Updated 2017-08-01 10:31:56 Global Times
The building of Shanghai No.1 Department Store closed for 'face-lift'

The building of Shanghai No.1 Department Store closed for 'face-lift'

Following the closure of Shanghai No.1 Department Store in June for refurbishment, another State-owned department store in Shanghai, the Orient Shopping Center, is to close in mid-August for the same reason. The renovation plans aim to modernize the old stores to attract more consumers of different ages. Experts say that the modernization of retail would also need to involve the combination of online and offline businesses to better optimize consumer experiences.

An increasing number of State-owned department stores have been temporarily closing across Shanghai as part of a retail renovation strategy to modernize and boost the consumer experience.

About one month ago, the famous 81-year-old State-owned Shanghai No.1 Department Store closed for redevelopment.

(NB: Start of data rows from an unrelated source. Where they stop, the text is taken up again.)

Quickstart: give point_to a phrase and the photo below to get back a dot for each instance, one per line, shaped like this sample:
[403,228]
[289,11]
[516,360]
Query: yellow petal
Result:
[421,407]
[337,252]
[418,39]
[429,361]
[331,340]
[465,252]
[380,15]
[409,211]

Its neighbor, the 20-year-old Orient Shopping Center located on East Nanjing Road near Shanghai's landmark People's Square, is another leading State-owned department store which is scheduled to close on August 14 for a major refurbishment.

It is the latest move that traditional department stores are seeking in order to adapt to the rapid growth of online retailers in Shanghai.

Modern retailers are facing the problem of brand homogenization, but traditional department stores face different problems such as rising labor and rent costs as well as deficiency to appeal to the younger generation who are generally attracted to more innovated and contemporary modes of retail, experts noted.

For instance, the Pacific Department Store, which is managed under the Taiwan-headquartered Far Eastern Group, closed its prime Huaihai Road store in Shanghai in 2016 due to fierce competition posed by online retailers and the emergence of modern shopping malls, according to media reports.

Under these challenging situations, a batch of Shanghai's earliest, traditional department stores on Nanjing and Huaihai roads started closing their doors from 2017 for major renovations and to adjust their business operations to meet changing demand from consumers, according to a post on the official website of the Shanghai government's press center in November 2016.

Shanghai's online retail sales increased 17.9 percent year-on-year in the first half of 2017, accounting for 13.7 percent of the total retail consumption, according to data Shanghai Bureau of Statistics released on July 18. The online retail sales' proportion of total retail consumption in Shanghai increased by 2.3 percentage points year-on-year in the first half of 2017.

Lure youngsters, retain seniors

The two first-mentioned State-owned stores will be merged into a new business center with skywalks and will re-open at the end of 2017 after renovation is completed to better meet the needs of Internet-era consumers, according to Bailian Group, owner of the two stores.

Shanghai-based Bailian Group is the largest State-owned retail group in the country, and it has 4,700 outlets scattered across more than 200 cities.

Throughout the past, middle-aged and senior consumers accounted for a major proportion of the traditional department stores' consumers.

After renovation, "we hope to build a new business center which could attract younger consumers," Eric Zhao, board secretary and senior director of the strategic planning and intelligence center of Bailian Group, told the Global Times on Thursday.

For example, Bailian plans to introduce the concept of "erciyuan" (two dimensional space) - a term served as a stand-in for 2D animation related to anime, comics, games and novels - to the new business center to better meet young consumers' needs.

A 29-year-old local Shanghai resident surnamed Xie agreed that many State-owned department stores have a long history with outmoded decorations. "It would be beneficial for them to introduce more fashionable and newer brands," Xie told the Global Times on Thursday.

Wang Danqing, a partner with Beijing-based ACG Management Consultancy, said that it is crucial for retailers to win over young consumers because they will be the major consumer group in the near future.